BEIJING (AP) -- The executive chairman of U.S.-based Google, one of the world's largest Internet companies, was traveling Monday to North Korea, a nation with notoriously restrictive online policies.
Eric Schmidt, the most high profile U.S. business executive to visit North Korea since young leader Kim Jong Un took power a year ago, was in Beijing and scheduled to depart for Pyongyang aboard a commercial Air China flight.
Leading the delegation was former New Mexico Gov. Bill Richardson, who has traveled more than a half-dozen times to North Korea over the past 20 years. Richardson called the trip a private, humanitarian mission.
"This is not a Google trip, but I'm sure he's interested in some of the economic issues there, the social media aspect.

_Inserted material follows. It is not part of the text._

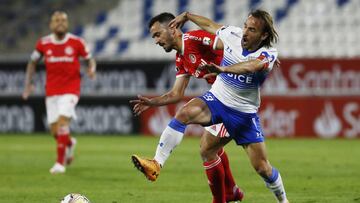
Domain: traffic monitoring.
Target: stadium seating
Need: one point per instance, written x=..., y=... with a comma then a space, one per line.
x=307, y=28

So this is why we are teamed up on this," Richardson said without elaborating on what he meant by the "social media aspect."
"We'll meet with North Korean political leaders. We'll meet with North Korean economic leaders, military. We'll visit some universities. We don't control the visit. They will let us know what the schedule is when we get there," he said.
Richardson also said the delegation plans to inquire about a Korean-American U.S. citizen detained in North Korea.
"We're going to try to inquire the status, see if we can see him, possibly lay the groundwork for him coming home," Richardson said. "I heard from his son who lives in Washington state, who asked me to bring him back. I doubt we can do it on this trip."
The four-day trip, which is taking place just weeks after North Korea fired a satellite into space using a long-range rocket, has drawn criticism from U.S. officials. Washington condemned the Dec. 12 launch, which it considers a test of ballistic missile technology, as a violation of U.N. Security Council resolutions barring Pyongyang from developing its nuclear and missile programs. The Security Council is deliberating whether to take further action.
"We don't think the timing of the visit is helpful, and they are well aware of our views," U.S. State Department spokeswoman Victoria Nuland told reporters last week.
The trip was planned well before North Korea announced its plans to send a satellite into space, two people with knowledge of the delegation's plans told The Associated Press. AP first reported the group's plans last Thursday. Schmidt, a staunch proponent of Internet connectivity and openness, is expected to make a donation during the visit, members of the delegation told AP. They asked not to be named, saying the trip was a private visit.